Le coronavirus est-il un cygne noir?

Un événement de cygne noir est un événement inconnu avec des conséquences inconnues. Le 11 septembre 2001, par exemple, fut un événement de cygne noir.

Si la Bourse américaine a connu le plus long marché haussier de l’histoire, c’est grâce à la complicité du gouvernement américain et de la Fed. Paraissant imbattable, il semblerait que seul un événement du type cygne noir pourrait affecter les indices boursiers mondiaux, plus particulièrement les marchés américains.

La dernière fois que le SP500 avait subi une chute de plus de 10 % était en 2018. C’était à cause, entre autres, du début de la guerre commerciale entre les États-Unis et la Chine. Durant la même année, la Fed avait augmenté les taux d’intérêt à quatre reprises. La fin de 2018 était une période de volatilité dans les marchés, car les investisseurs pensaient alors qu’un marché baissier arrivait.

Je crois que c’est la même chose qui arrive présentement dans les marchés mondiaux.
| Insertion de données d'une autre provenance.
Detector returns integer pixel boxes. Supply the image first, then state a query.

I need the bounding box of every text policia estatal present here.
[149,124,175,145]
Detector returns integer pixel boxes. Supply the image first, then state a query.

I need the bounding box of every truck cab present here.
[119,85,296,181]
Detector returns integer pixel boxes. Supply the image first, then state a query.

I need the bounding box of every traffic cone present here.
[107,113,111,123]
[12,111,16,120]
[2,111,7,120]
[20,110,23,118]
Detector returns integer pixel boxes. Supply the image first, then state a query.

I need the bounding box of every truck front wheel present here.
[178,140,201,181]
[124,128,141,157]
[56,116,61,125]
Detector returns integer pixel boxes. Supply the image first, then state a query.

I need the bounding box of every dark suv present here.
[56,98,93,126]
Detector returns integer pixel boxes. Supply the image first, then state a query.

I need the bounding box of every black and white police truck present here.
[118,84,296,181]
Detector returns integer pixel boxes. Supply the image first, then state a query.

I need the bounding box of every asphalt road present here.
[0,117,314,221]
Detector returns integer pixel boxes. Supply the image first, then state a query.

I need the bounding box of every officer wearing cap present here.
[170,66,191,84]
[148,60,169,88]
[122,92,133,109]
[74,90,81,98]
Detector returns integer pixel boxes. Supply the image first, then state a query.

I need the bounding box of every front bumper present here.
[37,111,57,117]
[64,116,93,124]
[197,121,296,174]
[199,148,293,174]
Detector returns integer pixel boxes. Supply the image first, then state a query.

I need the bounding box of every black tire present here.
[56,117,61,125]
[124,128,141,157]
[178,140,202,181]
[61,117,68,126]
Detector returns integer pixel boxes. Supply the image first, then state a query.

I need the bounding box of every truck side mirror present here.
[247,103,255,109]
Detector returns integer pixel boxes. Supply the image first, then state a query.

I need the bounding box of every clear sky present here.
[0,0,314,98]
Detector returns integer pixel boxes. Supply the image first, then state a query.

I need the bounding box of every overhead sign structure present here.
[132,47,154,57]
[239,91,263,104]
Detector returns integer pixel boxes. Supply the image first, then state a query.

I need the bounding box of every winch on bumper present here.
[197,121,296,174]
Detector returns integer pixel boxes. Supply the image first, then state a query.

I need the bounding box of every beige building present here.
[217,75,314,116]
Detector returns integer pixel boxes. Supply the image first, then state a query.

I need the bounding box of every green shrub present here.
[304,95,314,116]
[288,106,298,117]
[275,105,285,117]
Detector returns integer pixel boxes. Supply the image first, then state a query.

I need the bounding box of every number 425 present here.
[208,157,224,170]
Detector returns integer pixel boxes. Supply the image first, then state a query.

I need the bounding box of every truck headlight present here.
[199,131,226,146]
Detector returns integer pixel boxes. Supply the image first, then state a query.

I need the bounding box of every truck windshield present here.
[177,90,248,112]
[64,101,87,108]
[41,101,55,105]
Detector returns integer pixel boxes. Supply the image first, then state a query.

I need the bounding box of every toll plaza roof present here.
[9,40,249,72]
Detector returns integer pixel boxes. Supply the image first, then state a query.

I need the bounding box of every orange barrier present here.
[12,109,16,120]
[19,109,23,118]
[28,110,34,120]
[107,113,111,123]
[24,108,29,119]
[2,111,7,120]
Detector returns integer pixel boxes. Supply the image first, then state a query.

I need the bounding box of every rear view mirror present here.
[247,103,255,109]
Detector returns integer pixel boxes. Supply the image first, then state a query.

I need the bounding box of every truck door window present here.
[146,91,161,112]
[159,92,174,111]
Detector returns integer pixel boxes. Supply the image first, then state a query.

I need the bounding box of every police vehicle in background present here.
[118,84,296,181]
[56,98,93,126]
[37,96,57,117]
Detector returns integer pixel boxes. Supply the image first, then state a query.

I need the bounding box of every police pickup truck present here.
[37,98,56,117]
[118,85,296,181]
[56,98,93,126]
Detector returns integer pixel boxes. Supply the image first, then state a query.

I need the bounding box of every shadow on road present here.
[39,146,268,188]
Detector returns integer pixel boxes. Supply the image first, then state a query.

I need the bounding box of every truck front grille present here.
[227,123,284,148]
Les ventes massives d’actions sont alimentées par la peur, et non par des données solides, comme des pertes massives d’emplois ou une crise financière. Cependant, les effets du coronavirus se feront vraiment sentir dans trois ou quatre mois.

En conclusion

Puisque le coronavirus a apporté avec lui beaucoup de volatilité dans les marchés, je le caractériserais comme un événement de type cygne noir. Selon que l’épidémie progresse en pandémie ou s’efface au printemps, le coronavirus a le potentiel de provoquer un krach boursier mondial ou de représenter juste une autre période de correction. Mais une chose est certaine, tôt au tard le Grand Krach arrivera, et la chute de l’économie mondiale avec!

À mon humble avis, la meilleure façon de se protéger est d’abaisser son niveau de dette et d’investir dans l’or et les cryptomonnaies.

Ces écrits ne constituent pas en soi des conseils d’investissement. Il est avisé de consulter un conseiller financier ou de s’informer d’avantage avant d’investir.